On May 27, 2021, we entered into an Underwriting Agreement relating to the issuance and sale of 2,760,000 Units, at a price to the public of $5.00 per Unit. In addition, under the terms of the Underwriting Agreement, we granted the Underwriter an option, exercisable for 45 days, to purchase up to an additional 414,000 shares of common stock and/or 414,000 2021 Warrants, in any combination thereof, on the same terms. The base offering closed on June 2, 2021, and the sale of 150,000 shares of common stock subject to the Underwriter’s overallotment option closed on July 2, 2021. The gross proceeds from this offering were approximately $14.5 million prior to deducting underwriting discounts and other offering expenses payable by us.

 

Convertible Notes

 

On June 2, 2021, pursuant to the terms of several Debt Extension and Conversion Agreements with holders of our 11% convertible debt, a total of $7,538,556 comprised of outstanding principal of $4,940,342 and interest of $2,598,214 of our convertible notes were automatically converted into 942,322 shares of common stock at $8.00 per share.

 

Participation Agreements

 

From April 13, 2020, through May 14, 2021, the Company entered into twenty-one License Co-Development Participation Agreements (the “Participation Agreements”) with certain accredited investors (“Participants”) for an aggregate of $2,985,000. The Participation Agreements provide for the issuance of warrants to such Participants and allows the Participants to participate in the fees (the “Fees”) from licensing or selling bioactive ingredients or molecules derived from ZIVO’s algae cultures.

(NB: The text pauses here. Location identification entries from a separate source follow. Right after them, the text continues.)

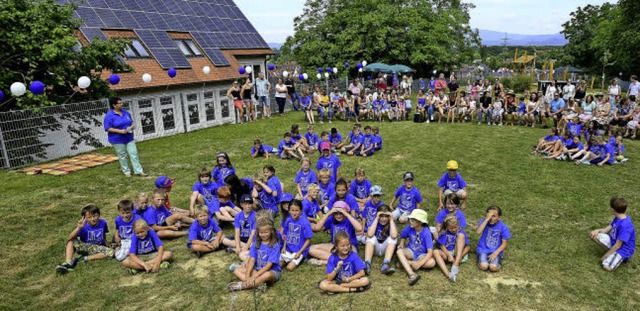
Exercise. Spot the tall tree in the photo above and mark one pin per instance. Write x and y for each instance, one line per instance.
(423, 34)
(38, 42)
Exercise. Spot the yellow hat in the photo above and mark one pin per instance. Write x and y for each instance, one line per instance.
(452, 165)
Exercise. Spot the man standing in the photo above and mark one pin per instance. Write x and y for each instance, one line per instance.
(263, 87)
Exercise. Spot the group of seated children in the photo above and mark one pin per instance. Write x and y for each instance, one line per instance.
(295, 145)
(596, 150)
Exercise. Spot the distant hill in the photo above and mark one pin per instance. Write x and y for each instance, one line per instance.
(490, 37)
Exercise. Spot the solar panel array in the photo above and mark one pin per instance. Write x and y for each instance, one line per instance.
(214, 24)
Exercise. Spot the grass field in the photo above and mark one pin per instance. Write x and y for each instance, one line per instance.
(550, 207)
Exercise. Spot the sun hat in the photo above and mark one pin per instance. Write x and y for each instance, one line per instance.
(452, 165)
(164, 182)
(419, 215)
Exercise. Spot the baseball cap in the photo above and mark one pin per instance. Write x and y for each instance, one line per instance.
(407, 176)
(376, 190)
(325, 146)
(164, 181)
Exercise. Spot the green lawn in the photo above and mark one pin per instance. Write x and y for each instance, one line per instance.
(550, 207)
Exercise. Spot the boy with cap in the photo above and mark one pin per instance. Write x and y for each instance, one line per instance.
(452, 182)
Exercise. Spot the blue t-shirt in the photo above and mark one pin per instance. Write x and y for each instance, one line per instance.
(360, 190)
(305, 179)
(208, 191)
(454, 184)
(369, 212)
(297, 232)
(220, 173)
(266, 254)
(462, 221)
(121, 122)
(350, 265)
(334, 227)
(150, 244)
(206, 233)
(407, 199)
(448, 239)
(94, 234)
(332, 164)
(623, 230)
(492, 237)
(246, 224)
(125, 228)
(419, 243)
(156, 216)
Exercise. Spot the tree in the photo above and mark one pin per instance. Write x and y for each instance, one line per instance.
(422, 34)
(38, 40)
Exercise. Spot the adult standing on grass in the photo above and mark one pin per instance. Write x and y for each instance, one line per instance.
(119, 127)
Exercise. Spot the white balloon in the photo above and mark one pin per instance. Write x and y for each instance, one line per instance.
(18, 88)
(84, 82)
(146, 78)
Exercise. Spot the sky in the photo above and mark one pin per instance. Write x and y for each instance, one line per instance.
(274, 18)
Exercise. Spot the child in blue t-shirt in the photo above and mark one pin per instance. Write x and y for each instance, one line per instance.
(203, 191)
(454, 247)
(336, 220)
(493, 240)
(360, 187)
(418, 252)
(205, 235)
(124, 229)
(297, 233)
(261, 150)
(305, 177)
(408, 198)
(618, 238)
(263, 265)
(345, 270)
(147, 252)
(89, 237)
(329, 162)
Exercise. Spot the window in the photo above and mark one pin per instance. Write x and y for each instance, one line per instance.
(188, 48)
(136, 50)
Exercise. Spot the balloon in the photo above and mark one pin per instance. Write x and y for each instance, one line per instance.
(172, 73)
(114, 79)
(36, 87)
(84, 82)
(146, 78)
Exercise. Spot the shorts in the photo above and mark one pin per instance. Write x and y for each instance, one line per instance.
(380, 248)
(614, 260)
(484, 258)
(398, 212)
(88, 249)
(288, 257)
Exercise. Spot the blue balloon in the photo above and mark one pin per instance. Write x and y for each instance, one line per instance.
(36, 87)
(172, 73)
(114, 79)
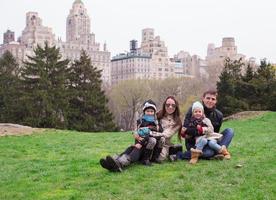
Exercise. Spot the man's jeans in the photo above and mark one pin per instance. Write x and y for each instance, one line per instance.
(228, 134)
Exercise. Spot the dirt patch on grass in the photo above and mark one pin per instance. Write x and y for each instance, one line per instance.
(15, 129)
(245, 115)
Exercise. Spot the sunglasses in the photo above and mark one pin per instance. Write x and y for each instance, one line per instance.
(170, 105)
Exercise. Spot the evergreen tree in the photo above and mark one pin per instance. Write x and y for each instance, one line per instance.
(44, 77)
(88, 103)
(8, 88)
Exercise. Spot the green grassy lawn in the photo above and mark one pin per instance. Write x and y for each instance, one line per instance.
(65, 165)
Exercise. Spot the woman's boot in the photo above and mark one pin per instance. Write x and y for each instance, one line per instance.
(195, 155)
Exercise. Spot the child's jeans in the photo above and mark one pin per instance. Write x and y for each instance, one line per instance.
(213, 144)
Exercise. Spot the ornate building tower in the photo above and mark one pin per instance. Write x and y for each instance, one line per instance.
(35, 33)
(78, 24)
(79, 37)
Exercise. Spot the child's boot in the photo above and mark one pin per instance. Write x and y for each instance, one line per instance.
(225, 152)
(146, 157)
(195, 153)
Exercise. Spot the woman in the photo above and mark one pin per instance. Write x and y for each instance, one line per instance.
(169, 117)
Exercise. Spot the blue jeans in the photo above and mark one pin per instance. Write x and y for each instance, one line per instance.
(228, 134)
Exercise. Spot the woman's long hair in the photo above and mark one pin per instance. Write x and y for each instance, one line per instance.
(176, 114)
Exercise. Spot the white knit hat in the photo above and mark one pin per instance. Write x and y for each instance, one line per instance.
(197, 104)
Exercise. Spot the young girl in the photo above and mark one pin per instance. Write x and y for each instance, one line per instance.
(205, 132)
(144, 142)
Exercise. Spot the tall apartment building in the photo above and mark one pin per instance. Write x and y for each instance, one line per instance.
(79, 37)
(35, 34)
(134, 64)
(15, 48)
(160, 67)
(216, 55)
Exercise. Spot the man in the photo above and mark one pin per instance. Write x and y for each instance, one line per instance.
(209, 101)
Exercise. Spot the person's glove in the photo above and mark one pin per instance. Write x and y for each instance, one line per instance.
(199, 129)
(192, 132)
(143, 132)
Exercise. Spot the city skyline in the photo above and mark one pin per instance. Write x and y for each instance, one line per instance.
(188, 26)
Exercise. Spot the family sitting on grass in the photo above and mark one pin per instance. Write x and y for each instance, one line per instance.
(155, 130)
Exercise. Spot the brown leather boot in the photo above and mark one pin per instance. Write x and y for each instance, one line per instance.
(225, 152)
(195, 153)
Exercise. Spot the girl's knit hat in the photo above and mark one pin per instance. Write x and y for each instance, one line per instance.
(149, 104)
(198, 105)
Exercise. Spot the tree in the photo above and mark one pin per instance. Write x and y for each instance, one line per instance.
(44, 98)
(8, 88)
(127, 99)
(264, 82)
(229, 101)
(88, 103)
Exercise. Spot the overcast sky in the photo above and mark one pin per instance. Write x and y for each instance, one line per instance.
(183, 24)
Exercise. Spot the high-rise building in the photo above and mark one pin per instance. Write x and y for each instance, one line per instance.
(160, 67)
(35, 33)
(8, 37)
(216, 56)
(79, 37)
(131, 65)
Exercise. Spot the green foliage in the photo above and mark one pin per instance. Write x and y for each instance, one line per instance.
(8, 88)
(65, 165)
(48, 93)
(44, 88)
(88, 103)
(246, 91)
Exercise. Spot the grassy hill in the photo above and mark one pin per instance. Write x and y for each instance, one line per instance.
(65, 165)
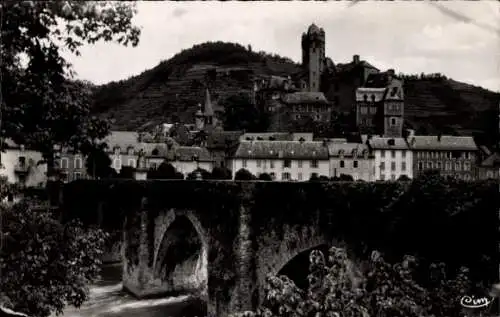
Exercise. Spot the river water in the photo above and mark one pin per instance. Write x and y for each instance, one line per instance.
(107, 299)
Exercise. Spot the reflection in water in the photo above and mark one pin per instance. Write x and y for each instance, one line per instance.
(106, 298)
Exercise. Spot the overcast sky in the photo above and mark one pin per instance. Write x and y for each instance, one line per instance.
(409, 36)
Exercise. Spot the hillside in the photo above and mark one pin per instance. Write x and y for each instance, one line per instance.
(175, 87)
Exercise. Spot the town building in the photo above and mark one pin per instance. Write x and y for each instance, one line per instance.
(21, 165)
(282, 160)
(450, 155)
(354, 159)
(393, 157)
(380, 105)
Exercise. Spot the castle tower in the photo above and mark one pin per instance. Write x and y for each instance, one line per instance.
(394, 106)
(209, 110)
(199, 119)
(313, 56)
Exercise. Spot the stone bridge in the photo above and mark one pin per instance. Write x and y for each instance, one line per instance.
(218, 239)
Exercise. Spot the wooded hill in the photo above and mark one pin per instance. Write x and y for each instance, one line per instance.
(173, 89)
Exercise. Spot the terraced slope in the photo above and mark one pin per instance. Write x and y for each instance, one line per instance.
(175, 87)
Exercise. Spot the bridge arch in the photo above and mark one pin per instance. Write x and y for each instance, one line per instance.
(181, 252)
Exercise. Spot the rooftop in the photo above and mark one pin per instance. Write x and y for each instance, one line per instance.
(282, 150)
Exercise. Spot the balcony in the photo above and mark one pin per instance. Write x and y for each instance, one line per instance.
(22, 169)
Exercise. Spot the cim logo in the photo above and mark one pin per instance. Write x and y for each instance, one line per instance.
(473, 302)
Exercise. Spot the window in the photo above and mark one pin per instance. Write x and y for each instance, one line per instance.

Specifically, ZIVO has agreed to provide to the Participants a 44.775% “Revenue Share” of all license fees generated by ZIVO from any licensee.

 

The Participation Agreements allow the Company the option to buy back the right, title and interest in the Revenue Share for an amount equal to the amount funded plus a forty percent (40%) premium, if the option is exercised less than 18 months following execution, and for either forty (40%) or fifty percent (50%) if the option is exercised more than 18 months following execution. Pursuant to the terms of twelve of the Participation Agreements, the Company may not exercise its option until it has paid the Participants a revenue share equal to a minimum of thirty percent (30%) of the amount such Participant’s total payment amount. Pursuant to the terms of the one of the Participation Agreements, the Company may not exercise its option until it has paid the Participant a revenue share equal to a minimum of one hundred forty percent (140%) of the amount such Participant’s total payment amount. Five of the Participation Agreements have no minimum threshold payment. Once this minimum threshold is met, the Company may exercise its option by delivering written notice to a Participant of its intent to exercise the option, along with repayment terms of the amount funded, which may be paid, in the Company’s sole discretion, in one lump sum or in four (4) equal quarterly payments. If the Company does not make such quarterly payments timely for any quarter, then the Company shall pay the prorate Revenue Share amount, retroactive on the entire remaining balance owed, that would have been earned during such quarter until the default payments have been made and the payment schedule is no longer in default.

 

Cash Exercise of Warrants

 

From January 1, 2020 to December 31, 2021, the Company received gross proceeds from the cash exercise of outstanding warrants for common stock in the amount of $830,400.

 

Unsecured Loans

 

From January 1, 2020 to December 31, 2021, the Company received gross proceeds of $312,200 in unsecured loans. As of December 31, 2021, no principal and accrued interest remained outstanding under such loans.

 

Private Placements

 

Between January 1, 2020 and December 31, 2021, we entered into Subscription Agreements with accredited investors pursuant to which we, in private placements, issued and sold an aggregate of 190,647 shares of common stock for gross proceeds in the amount of $1,965,836.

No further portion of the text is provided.